DevSolar / pdclib

The Public Domain C Library
https://pdclib.rootdirectory.de
Creative Commons Zero v1.0 Universal
219 stars 41 forks source link

printf (and variants thereof) doesn't support float values #5

Open dracc opened 5 years ago

dracc commented 5 years ago

printf/sprintf/... currently ignores values flagged as float. https://github.com/DevSolar/pdclib/blob/8e10fcf7fd3bac2c5640a86fa165e7fa8c411803/functions/_PDCLIB/_PDCLIB_print.c#L452-L458

It would be very useful to have the capability to print such values.
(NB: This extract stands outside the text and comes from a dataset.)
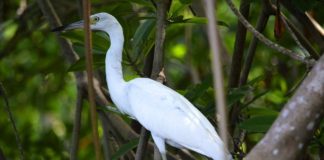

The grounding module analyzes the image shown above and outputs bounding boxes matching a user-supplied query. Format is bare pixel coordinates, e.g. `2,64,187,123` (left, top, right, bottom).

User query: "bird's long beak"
52,20,84,32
Here's a FreeBSD implementation for reference (thanks to @mborgerson for the link).

DevSolar commented 5 years ago

Indeed floating point support is currently absent from PDCLib, as stated on the status page:

https://pdclib.rootdirectory.de/source#status

The limiting factor is not that I would not know how to do it, but rather that "getting it right" would require various interconnecting pieces of support and configuration code I simply have not come around to implementing. It is also at the bottom of the roadmap, together with et al.

Copying FreeBSD code is not an option, both because of internal structure and the fact that I cannot take BSD-licensed code and republish it as CC0 / public domain.

JayFoxRox commented 5 years ago

I think it would still be good to keep the issue opened, so people know this problem exists (also making it more likely that someone will attempt to implement it). The issue already provides more information than the README, too (which only has an entry from almost 15 years ago).

DevSolar commented 4 years ago

I've been having a closer look at what would be involved in adding floating point support... Dragon4, Grisu3 and all that.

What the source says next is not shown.